Guedel’s Anesthesia Stages
This was originally created for inhaled anesthetics, before multi-modal approach was used. Nowadays, with IV induction medications this progression is largely “skipped over” d/t fast onset. Now this would be more visible in emergence, if at any time.
Stage 1: Analgesia/disorientation
Pt becomes sedated but conversational —> LOC.
Breathing is slow and deep
Stage 2: Excitement/Delirium (the dangerous “gray in-between” area)
Disinhibition, uncontrolled movements, loss of eyelash reflex, hypertension, tachycardia.
Airway reflexes are still intact but hypersensitive. Stimulation here (e.g., insertion or removal of an ETT) risks laryngospasm, vomiting, and aspiration. This is where most bad things happen in anesthesia!
Breathing is rapid and irregular
Goal: go lighter or deeper ASAP to skip over this stage
Stage 3: Surgical Anesthesia (target level)
Ceased eye movements and respiratory depression.
Airway manipulation is safe at this time.
breathing is rapid and shallow
Plane 1: Regular breathing, constricted pupils; eyelid/swallow reflexes disappear.
Plane 2: Loss of laryngeal/corneal reflexes. Respiration may pause (intermittent)
Plane 3: "True surgical anesthesia." Complete relaxation of intercostal/abdominal muscles; loss of pupillary light reflex.

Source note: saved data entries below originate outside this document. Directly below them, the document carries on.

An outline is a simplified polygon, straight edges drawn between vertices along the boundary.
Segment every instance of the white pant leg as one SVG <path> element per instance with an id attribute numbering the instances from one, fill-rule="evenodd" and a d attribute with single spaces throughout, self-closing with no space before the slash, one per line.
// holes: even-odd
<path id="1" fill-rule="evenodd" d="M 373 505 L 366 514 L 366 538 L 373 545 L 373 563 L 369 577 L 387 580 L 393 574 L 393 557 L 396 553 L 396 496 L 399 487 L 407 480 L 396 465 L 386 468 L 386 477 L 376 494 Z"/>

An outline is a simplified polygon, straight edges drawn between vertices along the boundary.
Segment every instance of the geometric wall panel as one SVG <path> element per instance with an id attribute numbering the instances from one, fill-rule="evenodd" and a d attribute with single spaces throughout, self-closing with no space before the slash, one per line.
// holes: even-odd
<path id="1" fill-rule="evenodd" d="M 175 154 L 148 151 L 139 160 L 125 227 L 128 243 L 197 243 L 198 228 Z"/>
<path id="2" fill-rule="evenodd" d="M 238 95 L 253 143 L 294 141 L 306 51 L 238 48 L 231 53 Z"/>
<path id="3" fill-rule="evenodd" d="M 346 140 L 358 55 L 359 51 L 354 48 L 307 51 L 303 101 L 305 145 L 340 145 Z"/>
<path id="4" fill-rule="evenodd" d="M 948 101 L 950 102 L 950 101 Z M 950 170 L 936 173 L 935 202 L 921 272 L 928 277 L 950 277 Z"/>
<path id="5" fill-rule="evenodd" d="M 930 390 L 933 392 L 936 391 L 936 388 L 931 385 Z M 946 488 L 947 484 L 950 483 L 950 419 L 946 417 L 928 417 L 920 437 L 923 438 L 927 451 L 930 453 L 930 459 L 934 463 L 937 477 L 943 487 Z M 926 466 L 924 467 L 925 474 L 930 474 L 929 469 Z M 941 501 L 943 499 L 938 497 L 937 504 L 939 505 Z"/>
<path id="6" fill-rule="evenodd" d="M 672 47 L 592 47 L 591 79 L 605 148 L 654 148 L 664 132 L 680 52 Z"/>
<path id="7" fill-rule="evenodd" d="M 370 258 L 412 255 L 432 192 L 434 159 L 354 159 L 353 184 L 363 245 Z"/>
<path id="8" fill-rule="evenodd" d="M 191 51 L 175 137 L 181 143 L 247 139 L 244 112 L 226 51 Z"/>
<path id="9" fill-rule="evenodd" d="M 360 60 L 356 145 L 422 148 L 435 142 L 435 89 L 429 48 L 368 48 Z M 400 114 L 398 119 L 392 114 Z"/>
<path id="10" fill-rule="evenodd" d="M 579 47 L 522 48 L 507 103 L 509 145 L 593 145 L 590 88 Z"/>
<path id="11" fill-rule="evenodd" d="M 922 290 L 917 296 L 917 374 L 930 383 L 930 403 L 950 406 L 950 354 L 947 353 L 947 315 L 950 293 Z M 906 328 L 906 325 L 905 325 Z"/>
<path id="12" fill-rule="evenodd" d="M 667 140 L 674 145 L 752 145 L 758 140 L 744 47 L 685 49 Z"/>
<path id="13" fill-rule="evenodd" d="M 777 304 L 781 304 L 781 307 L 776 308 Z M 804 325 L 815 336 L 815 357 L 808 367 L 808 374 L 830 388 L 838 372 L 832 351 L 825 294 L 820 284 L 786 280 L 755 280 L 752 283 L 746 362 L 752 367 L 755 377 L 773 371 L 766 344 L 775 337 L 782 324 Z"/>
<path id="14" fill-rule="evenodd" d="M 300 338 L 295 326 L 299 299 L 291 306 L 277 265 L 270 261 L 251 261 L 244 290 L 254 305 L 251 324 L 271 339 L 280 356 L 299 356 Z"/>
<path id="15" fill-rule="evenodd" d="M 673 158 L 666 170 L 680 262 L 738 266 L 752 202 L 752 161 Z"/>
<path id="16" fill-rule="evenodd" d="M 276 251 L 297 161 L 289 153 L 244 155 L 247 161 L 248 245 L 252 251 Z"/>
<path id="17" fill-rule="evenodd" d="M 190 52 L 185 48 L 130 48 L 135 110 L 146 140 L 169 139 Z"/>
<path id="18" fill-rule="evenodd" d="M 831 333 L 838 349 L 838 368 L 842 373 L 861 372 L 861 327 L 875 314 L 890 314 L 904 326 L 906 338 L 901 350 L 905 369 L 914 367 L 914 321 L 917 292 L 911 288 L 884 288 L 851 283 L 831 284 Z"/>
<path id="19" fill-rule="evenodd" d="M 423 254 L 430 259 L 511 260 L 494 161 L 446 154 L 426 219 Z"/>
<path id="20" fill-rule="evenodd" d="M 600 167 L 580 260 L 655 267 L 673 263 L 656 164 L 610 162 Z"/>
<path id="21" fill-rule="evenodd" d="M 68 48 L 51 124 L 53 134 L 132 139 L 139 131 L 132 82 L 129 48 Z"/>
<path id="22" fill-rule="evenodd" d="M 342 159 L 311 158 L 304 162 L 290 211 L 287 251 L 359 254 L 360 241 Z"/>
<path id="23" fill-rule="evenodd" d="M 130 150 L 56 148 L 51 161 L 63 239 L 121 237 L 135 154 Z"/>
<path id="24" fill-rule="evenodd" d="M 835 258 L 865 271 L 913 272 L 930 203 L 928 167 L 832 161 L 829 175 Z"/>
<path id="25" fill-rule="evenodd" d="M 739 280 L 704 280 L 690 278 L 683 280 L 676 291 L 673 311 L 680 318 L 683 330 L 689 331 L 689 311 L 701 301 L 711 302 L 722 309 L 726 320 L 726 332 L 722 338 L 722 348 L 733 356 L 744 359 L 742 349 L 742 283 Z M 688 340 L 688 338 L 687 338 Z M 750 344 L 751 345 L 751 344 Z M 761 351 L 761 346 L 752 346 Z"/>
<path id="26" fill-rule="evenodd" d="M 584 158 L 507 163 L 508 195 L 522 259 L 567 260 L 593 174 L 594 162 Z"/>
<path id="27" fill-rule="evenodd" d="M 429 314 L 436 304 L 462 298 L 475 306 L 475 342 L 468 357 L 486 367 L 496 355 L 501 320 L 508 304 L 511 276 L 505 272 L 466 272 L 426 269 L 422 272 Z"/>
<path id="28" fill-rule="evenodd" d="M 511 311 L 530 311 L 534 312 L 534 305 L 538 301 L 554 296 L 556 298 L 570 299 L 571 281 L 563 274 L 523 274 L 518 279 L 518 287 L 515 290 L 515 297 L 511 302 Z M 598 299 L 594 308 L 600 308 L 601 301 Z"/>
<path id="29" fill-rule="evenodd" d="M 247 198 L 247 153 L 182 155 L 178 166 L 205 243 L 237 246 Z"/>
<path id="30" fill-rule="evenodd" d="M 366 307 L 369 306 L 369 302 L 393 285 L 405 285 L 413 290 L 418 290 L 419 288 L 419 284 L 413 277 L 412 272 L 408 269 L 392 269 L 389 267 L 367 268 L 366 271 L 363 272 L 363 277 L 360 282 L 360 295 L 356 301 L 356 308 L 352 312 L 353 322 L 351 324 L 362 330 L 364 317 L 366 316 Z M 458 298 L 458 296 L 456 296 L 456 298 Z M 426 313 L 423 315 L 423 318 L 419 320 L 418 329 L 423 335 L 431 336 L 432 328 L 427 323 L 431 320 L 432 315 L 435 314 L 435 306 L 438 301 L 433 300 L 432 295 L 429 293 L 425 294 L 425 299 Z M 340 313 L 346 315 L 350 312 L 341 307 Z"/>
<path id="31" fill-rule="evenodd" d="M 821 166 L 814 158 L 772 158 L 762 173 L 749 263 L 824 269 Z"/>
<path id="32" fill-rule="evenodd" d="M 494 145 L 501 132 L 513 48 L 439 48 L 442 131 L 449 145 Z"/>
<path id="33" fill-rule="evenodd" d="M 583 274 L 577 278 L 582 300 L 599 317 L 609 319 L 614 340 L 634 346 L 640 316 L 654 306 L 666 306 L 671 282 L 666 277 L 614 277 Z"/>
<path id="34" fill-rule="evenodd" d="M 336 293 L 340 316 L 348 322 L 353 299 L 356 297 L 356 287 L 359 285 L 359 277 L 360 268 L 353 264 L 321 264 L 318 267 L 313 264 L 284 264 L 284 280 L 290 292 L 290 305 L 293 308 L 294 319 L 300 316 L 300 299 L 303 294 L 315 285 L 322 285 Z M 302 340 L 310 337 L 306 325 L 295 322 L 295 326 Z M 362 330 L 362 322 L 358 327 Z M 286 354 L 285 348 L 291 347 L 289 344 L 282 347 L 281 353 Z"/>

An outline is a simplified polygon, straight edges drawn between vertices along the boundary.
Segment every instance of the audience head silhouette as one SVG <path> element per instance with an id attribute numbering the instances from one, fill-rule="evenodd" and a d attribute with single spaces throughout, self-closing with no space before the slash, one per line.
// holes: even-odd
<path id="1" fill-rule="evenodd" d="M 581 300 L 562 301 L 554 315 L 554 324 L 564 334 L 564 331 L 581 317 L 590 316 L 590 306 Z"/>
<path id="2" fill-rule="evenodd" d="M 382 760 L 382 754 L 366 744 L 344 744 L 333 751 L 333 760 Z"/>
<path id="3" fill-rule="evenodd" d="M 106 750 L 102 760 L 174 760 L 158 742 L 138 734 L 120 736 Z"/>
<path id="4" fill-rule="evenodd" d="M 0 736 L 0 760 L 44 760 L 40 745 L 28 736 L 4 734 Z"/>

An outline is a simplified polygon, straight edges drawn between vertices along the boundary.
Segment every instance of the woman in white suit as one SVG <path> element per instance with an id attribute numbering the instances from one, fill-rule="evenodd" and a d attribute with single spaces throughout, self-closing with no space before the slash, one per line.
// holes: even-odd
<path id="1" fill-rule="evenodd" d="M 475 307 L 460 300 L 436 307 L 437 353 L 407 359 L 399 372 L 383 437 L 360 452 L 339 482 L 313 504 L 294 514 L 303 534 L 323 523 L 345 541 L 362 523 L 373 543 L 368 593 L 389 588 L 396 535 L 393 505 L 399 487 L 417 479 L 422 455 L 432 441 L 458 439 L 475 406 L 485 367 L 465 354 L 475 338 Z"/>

Plane 4: Irregular respiration, paradoxical rib cage movement, and full diaphragm paralysis resulting in apnea
Stage 4: Overdose
Medullary depression, cessation of respiration, weak/thready pulse, flaccid muscles, fixed/dilated pupils.
Lethal without CV and resp support.
Interpretation: too much anesthetic was given for the level of surgical stimulation.
Extubation Tips
If you need to reintubate —>
if sux was originally administered, give Roc
if Roc then sugammedex was given, sux is better to give bc more Roc would be instantly removed with the still-circulating sugammedex
Typically, planning for extubation begins about 30 minutes prior to closure; but do not un-paralyze them until sutures are closed for more painful surgeries (e.g., lap chole)
In order to potentiate this, remember that the only true way to get rid of inhaled anesthetic is via ventilation
To encourage the patient to breathe, you can change vent settings to make them acidotic and build up the threshold to breathe on their own (by decreasing the RR). Usually you would transition to PSV mode once the patient starts breathing on their own.